Tompkins Square Park

Charlie Barnett and Natasha Lyonne wandering Tompkins Square Park in the Netflix series “Russian Doll.” (Photograph sourced from Netflix’s “Russian Doll”)
On Aug. 6, 1988, demonstrators in Tompkins Square Park clashed with the police over a proposed curfew.(Photograph taken by Ángel Franco of The New York Times)
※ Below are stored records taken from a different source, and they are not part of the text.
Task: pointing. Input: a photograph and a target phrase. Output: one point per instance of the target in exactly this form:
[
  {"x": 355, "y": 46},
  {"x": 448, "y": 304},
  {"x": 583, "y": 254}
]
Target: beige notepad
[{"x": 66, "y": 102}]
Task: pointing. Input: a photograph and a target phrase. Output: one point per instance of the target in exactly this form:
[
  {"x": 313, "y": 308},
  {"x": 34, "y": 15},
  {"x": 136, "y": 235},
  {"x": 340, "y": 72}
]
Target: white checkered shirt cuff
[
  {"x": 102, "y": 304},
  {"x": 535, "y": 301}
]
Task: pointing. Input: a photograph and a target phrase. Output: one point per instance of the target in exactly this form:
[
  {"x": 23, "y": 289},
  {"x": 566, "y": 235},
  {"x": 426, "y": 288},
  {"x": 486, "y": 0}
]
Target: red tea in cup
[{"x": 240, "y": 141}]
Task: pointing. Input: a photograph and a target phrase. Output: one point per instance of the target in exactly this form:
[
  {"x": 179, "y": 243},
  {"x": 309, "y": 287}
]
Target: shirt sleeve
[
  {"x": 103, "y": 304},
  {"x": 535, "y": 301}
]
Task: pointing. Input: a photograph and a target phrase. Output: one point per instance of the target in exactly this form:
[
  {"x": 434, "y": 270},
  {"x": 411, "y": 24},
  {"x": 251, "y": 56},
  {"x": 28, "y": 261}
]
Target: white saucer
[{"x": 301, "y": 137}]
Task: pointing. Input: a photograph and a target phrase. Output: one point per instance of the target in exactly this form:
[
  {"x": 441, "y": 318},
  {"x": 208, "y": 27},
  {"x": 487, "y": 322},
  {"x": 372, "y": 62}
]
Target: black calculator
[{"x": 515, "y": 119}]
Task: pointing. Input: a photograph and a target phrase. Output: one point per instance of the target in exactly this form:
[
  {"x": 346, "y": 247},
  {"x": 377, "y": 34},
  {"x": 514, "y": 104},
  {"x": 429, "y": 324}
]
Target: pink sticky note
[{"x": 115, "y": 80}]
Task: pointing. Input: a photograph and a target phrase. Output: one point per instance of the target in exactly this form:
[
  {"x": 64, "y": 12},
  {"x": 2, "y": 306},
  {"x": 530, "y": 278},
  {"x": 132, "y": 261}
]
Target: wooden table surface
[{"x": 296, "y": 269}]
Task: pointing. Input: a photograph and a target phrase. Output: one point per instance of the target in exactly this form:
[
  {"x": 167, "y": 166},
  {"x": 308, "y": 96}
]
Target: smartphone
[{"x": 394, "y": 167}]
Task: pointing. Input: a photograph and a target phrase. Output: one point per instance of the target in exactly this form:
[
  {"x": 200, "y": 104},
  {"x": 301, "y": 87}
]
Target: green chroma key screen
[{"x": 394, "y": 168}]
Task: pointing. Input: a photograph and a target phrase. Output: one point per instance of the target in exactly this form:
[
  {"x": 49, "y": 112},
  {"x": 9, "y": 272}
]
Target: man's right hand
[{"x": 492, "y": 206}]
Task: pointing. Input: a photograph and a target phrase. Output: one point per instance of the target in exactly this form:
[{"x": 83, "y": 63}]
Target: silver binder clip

While most locations appear only briefly during the show, Tompkins Square Park appears in every episode, usually as an intermediary location where Nadia contemplates her situation. Although it seems ill-fated for anyone to be running about the Park at night, to New York Times editor Aisha Harris and TV Critic Jason Zinoman, this dramatic choice was no mistake. Zinoman views the show as “an against the grain meditation on the cultural guilt” between community residents, law enforcement, and the East Village’s counterculture heritage. As evidence, the two writers cite the 1988 Tompkins Square Riot, in which violent protests broke out after the NYPD established a curfew that evicted 150 homeless individuals from the park. The character Horse, a homeless man who provides Nadia with sage advice and is often seen standing next to a posted curfew sign, is emblematic of this riot and its aftermath. Zinoman explains that the riots were a stand for the bohemian character of the East Village as a neighborhood.